Undoubtedly, Dominicans need to embrace change since the country has been set on a course to become more resilient to mega-storms like Hurricane Maria.

But in the political realm the need for change is overwhelming. For example: Dominicans seem to find effecting change at the top absolutely difficult. The late Dame Eugenia Charles was the leader of the ruling Dominica Freedom Party (DFP) for 15 years; she left voluntarily after she became disillusioned with politics. Soon afterwards the DFP disintegrated amidst a bitter leadership struggle.

From 2000 to 2018 Dominica has been led by one party, the Dominica Labour Party (DLP) and the current Prime Minister, Roosevelt Skerrit, has been in power for fourteen years.

During that period islands of the Caribbean (Antigua, Trinidad, Jamaica etc.) have had many changes in political leadership. For example: from 1979 to 2000 St. Lucia has changed from John Compton (UWP) to Allan Louisy (SLP); to Winston Cenac (SLP); to Michael Pilgrim (PLP); back to John Compton (UWP); to Vaughn Lewis (UWP); to Kenny Anthony (SLP); back to John Compton (UWP); to Stephenson King (UWP); back to Kenny Anthony (SLP); and then to the current political leader Allen Chastanet (UWP).

St. Lucians do know something about change that has eluded Dominicans for the last two decades.

But apart from politics in other arears of development change has also avoided Dominicans. Take agriculture for example. For decades we have known that to build resilience and to ensure greater food security we need to develop a comprehensive plan for the revival of the sector. Clearly, officials of the Ministry of Agriculture appear to be tinkering with various aspects of agriculture with varying levels of success but most observers are convinced that this "toopatou" approach to agricultural planning will not work as the country grapples with the effects of climate change.
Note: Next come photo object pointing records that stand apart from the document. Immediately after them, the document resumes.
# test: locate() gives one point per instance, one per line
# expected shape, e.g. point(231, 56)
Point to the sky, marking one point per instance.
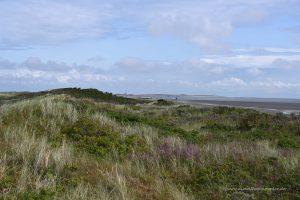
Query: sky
point(218, 47)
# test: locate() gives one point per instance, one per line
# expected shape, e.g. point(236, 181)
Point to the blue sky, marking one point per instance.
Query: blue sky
point(229, 48)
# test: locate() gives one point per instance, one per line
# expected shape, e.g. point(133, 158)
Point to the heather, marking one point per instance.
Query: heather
point(83, 146)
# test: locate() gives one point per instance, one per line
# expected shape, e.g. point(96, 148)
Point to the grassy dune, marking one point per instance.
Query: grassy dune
point(64, 146)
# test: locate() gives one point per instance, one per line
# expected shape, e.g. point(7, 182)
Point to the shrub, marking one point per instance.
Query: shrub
point(102, 140)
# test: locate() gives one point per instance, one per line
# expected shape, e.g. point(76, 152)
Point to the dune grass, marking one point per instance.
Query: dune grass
point(65, 147)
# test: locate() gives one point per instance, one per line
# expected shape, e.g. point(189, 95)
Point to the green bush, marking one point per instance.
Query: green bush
point(102, 140)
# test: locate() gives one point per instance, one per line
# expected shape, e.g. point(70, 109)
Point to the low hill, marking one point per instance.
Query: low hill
point(85, 144)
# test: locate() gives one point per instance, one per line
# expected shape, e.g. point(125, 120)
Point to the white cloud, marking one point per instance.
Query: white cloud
point(204, 23)
point(29, 22)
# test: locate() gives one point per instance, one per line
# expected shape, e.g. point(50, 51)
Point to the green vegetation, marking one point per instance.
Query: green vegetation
point(85, 144)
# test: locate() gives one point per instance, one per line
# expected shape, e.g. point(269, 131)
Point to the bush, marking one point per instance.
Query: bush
point(102, 140)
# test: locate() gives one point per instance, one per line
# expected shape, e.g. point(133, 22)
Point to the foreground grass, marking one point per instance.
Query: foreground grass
point(62, 147)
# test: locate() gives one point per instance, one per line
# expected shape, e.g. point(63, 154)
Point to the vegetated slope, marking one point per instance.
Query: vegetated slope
point(62, 147)
point(90, 93)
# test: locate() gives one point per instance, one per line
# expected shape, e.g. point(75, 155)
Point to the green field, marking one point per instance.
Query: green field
point(85, 144)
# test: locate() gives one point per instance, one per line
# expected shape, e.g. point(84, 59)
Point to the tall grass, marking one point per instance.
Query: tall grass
point(38, 161)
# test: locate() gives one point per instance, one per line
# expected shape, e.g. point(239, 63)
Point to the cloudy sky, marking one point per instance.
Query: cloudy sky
point(220, 47)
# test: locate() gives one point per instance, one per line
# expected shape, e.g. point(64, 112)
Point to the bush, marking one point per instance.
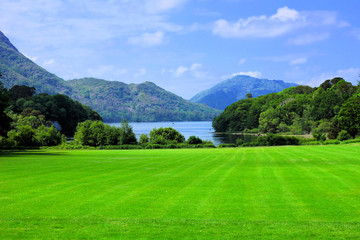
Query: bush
point(96, 133)
point(207, 145)
point(194, 140)
point(319, 136)
point(47, 136)
point(143, 139)
point(154, 146)
point(277, 140)
point(343, 135)
point(226, 145)
point(168, 134)
point(239, 142)
point(22, 136)
point(119, 147)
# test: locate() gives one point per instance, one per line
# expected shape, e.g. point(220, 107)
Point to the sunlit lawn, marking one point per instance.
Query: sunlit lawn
point(304, 192)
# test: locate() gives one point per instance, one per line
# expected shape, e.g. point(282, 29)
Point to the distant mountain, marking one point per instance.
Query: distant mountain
point(137, 102)
point(19, 70)
point(114, 100)
point(229, 91)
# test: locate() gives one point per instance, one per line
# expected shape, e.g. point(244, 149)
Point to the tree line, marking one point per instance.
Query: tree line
point(331, 110)
point(32, 120)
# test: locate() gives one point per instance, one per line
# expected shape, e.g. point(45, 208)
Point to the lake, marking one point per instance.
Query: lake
point(202, 130)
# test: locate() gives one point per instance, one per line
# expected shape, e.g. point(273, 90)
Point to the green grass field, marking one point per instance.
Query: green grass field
point(303, 192)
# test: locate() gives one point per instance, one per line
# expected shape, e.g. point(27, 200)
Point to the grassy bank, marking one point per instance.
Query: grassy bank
point(304, 192)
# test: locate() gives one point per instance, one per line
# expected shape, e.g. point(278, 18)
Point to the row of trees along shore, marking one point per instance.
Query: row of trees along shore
point(34, 120)
point(329, 111)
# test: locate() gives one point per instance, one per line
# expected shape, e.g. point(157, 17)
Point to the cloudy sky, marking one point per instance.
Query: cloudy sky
point(186, 46)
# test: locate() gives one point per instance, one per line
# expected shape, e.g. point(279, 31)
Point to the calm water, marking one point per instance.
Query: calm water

The Sun Newspaper has reiterated, especially during the current national economic crisis, that there will be little sustainable growth in Dominica's economy unless we improve production and productivity in agriculture. But in other aspects of the economy (tourism, manufacturing, foreign direct investment) there's been practically no change.

As the Roosevelt Skerrit administration enters the latter part of it fourth five-year term, Dominica needs to make some drastic changes to pull the island out of the bottom of the precipice of social and economic underdevelopment into which it has plunged. And here we suggest that in the post-Maria period we need to adopt a national fixation on repairing the economy.

But before that change occurs, the Skerrit administration must first admit that the economy is in dire straits, made much worst by Tropical Storm Erika in 2015 and now Hurricane Maria in 2017. The planners of our economy must determine and agree that this is a country where at least 20 per cent of the population doesn't have a job, and of those who do, three-quarters can be described as "working poor".

They must also admit that this is a place where more than half of the nation's children and youth are "trapped" in poverty; where many are forced to realign the boundaries of hope, dreams, aspirations and need.

They must also admit that this is a nation where jobs are hard to come by, where business is stagnating, where the "Red Clinic" stands as a monument to the dire economic conditions.

In other words they must admit that this is a country where the economy was in shambles before Maria and more so now. And then resolve to fix it. Let's change the change.